A quick note – if you are someone that is uncomfortable with meditation because your Christian worldview has led you to believe it’s not okay – I get it. But, I would say that what I’ve come to over the years is that God does use many things around us to teach, heal, and open our eyes. Where meditation or yoga or whatever, feels uncomfortable, it’s very easy to replace terms or foundations with Biblical truth. This idea of self-compassion should truly be seen from the perspective of how God views us as His children. This meditation allows us to connect with the person we truly are, absent of the constantly repeating messages of our own unworthiness. Which also means that we are seeing ourselves in our identity in Him. If you find that you’re repeating negative thought patterns that are impacting you in the day to day, give this a shot. I am honestly blown away by not only the emotion I felt through this practice, but in how at peace I felt as I acknowledged how I’m feeling about myself and then practiced a little of the compassion and grace I need (that, oh by the way, God offers me so freely).

Podcasts:

I’ve been adding podcasts to my weekly lists of to-dos. I love learning, experiencing life through other’s views, and finding ways to grow as a person. But honestly, for a long time, I’ve kind of shut off this curiosity in me. National Public Radio has always met this need for me and as I’ve been listening again to some of my favorites, it has gotten me into the habit of seeking out podcasts that meet this curiosity and desire for growth. Below are a few of the podcasts I’m listening to on a rotating basis. But for today, I wanted to share Untangle. I subscribe through my Apple podcast app – but you can find it at the link, too.
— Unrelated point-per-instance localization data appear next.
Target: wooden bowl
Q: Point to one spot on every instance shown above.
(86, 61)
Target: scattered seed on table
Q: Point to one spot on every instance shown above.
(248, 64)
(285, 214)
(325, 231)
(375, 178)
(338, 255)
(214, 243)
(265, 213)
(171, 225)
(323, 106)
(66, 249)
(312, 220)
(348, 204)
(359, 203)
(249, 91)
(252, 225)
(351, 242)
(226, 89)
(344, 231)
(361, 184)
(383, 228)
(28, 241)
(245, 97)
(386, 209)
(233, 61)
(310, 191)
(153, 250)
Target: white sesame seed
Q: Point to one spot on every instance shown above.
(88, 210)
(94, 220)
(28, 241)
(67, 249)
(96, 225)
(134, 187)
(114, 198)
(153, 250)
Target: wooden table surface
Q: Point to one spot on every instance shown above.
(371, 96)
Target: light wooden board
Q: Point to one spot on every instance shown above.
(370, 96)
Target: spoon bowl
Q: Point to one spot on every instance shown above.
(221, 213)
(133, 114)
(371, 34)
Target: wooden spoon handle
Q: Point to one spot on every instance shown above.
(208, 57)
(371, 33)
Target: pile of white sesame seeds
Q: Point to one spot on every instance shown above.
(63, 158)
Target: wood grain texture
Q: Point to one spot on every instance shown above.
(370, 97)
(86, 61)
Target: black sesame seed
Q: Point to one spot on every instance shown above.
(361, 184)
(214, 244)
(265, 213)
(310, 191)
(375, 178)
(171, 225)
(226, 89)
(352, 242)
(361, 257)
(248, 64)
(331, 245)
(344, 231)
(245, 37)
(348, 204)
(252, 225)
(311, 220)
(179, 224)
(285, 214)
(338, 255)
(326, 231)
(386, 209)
If you’re looking for some understanding about relationships, I highly recommend the February 16th episode, called “Navigating Love and Relationships Anytime” with Daphne Rose Kingma (see link for one of her many books on relationships – this one called Coming Apart: How to Heal Your Broken Heart). While I could see myself listening to this again, one of the things I took from this was being at peace with what a relationship brings to your life – even when it doesn’t last. Additionally, I learned a little about accepting a man’s ability or inability to be expressive of emotion. Good stuff.

Here are a few others I am listening to:
This American Life
The Bible Recap
Being Well
The Moth

Do you have any favorite podcasts {in the self-care or self-help genre}? What is something you have to do each week {or every day} for your own self-care?